Background: Oral elemental diet (ED) is easily assimilated form of liquid nutrients composed of amino acids, sugars, vitamins and minerals. It alleviates the digestive loading from the intestine and mainly used for enteral nutritional support in the treatment of patients with Crohn's disease. High dose alkylating agents and total body irradiation (TBI) commonly used in conditioning regimens for hematopoietic stem cell transplantation (HSCT) are well known to cause severe gastro intestinal toxicities including mucositis associated with oral pain which often disturb oral intake of the patient. Inadequate nutrition requiring total parenteral nutrition (TPN) prolongs hospitalization and life-threatening infection may result from bacterial translocation through damaged mucosal membranes.
Objectives: To our best knowledge, there are no previous reports of the efficacy of ED in patients with HSCT. We conducted a prospective cohort study to determine whether ED improved patients' outcome.
Patients: We enrolled 73 consecutive patients who underwent HSCT between Mar. 2011 and Mar. 2013 in Anjo Kosei Hospital. Fifty patients undergone allogeneic HSCT, and 23 patients undergone autologous HSCT. The sources of allogeneic HSCT were unrelated bone marrow (n=16), related peripheral blood stem cell (n=16), unrelated cord blood (n=18). Median age was 47 years old (range, 17-72 years). There were 41 male and 32 female patients. Patients had leukemia (n = 38), malignant lymphoma (n = 24), multiple myeloma (n = 7), and others (n = 3). At transplant, 52 patients were in complete remission (CR), 21 patients were in non-CR. Twenty-one patients who were transplanted before November 2011 did not receive any ED (non-ED group; NEG), and 52 patients transplanted afterward November 2011 received an ED as standard care (ED-group; EG).
Methods: ED administration was initiated from day -8 to day -4 to all patients when conditioning regimens for HSCT began, and ended on day +28 after HSCT. The recommended dose was 80g (1255 kJ) daily for total oral ED intake. We didn’t exclude the intake after failure of ED administration, additional food intake, and total parenteral nutrition (TPN).
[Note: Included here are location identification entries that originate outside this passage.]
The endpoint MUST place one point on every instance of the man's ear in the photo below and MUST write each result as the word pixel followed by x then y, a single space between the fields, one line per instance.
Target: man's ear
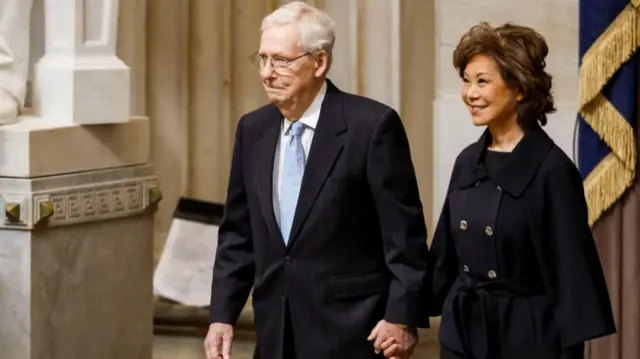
pixel 321 63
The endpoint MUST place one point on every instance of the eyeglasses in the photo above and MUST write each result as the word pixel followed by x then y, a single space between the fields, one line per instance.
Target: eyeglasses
pixel 259 62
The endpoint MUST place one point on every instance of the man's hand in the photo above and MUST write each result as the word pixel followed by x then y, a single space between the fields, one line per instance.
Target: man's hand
pixel 217 344
pixel 394 341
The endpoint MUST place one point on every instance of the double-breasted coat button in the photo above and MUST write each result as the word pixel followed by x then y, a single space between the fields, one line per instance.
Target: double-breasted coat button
pixel 488 231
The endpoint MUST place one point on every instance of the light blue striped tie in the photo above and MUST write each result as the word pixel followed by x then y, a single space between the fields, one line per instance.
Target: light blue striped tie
pixel 292 171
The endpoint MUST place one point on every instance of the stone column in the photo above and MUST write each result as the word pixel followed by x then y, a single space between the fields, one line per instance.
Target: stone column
pixel 14 57
pixel 80 79
pixel 78 201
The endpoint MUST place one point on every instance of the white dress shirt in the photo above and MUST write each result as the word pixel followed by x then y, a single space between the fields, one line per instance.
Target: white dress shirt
pixel 310 120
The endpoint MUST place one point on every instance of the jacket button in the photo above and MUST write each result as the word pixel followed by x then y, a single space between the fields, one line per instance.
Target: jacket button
pixel 488 231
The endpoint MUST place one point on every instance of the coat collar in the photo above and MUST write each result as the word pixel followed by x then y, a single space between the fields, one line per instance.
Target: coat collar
pixel 518 169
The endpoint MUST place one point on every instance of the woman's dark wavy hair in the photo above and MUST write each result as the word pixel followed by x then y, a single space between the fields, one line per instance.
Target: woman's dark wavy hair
pixel 520 53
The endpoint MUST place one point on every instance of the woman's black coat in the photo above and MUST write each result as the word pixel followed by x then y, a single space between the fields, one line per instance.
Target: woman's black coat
pixel 516 271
Our standard practice for allogeneic HSCT has been to start TPN on day -1 and continue until patients achieve a documented caloric intake of 6279 kJ per day after engraftment. For autologous HSCT, our protocol has been to start TPN when patients fail to reach a documented caloric intake of 6279 kJ per day by food intake and continue until this level is reached. This study was approved by our institutional review board.
Results: Patient characteristics were not significantly different between the two groups. The median days of ED administration was 30 days (range, 3–37 days). The median number of days of oral food intake for EG and NEG were 22 days (range, 2–37) and 25 days (range, 3–35 days) days, respectively (P = 0.90). There were no adverse events reported due to ED administration. Grade 3/4 oral mucositis occurred in 13 (25%) EG patients and 10 (48%) NEG patients (P=0.06). Mean duration of mucositis in EG and NEG were 2.8 days and 5.6 days (P=0.07), respectively. Grade 2 to 4 fever occurred in 43 (83%) EG patients and 14 (67%) NEG patients (P=0.13), and the mean duration of fever were 3.9 days and 5.0 days, respectively (P=0.95). Acute GVHD occurred in 8 (19%) EG patients and 7 (46%) NEG patients (P=0.21). The mean duration of patient hospitalization was 36.6 days in EG patients and 57.3 days in NEG patients (P=0.003). Day100 non-relapse mortalities were 4 (8%) in EG patients and 3 (14%) in NEG patients (P=0.40).
Conclusions: Oral intake of ED in patients with HSCT significantly reduced the duration of hospitalization and showed the possibility to improve the occurrence of grade 3/4 oral mucositis without adverse events.
No relevant conflicts of interest to declare.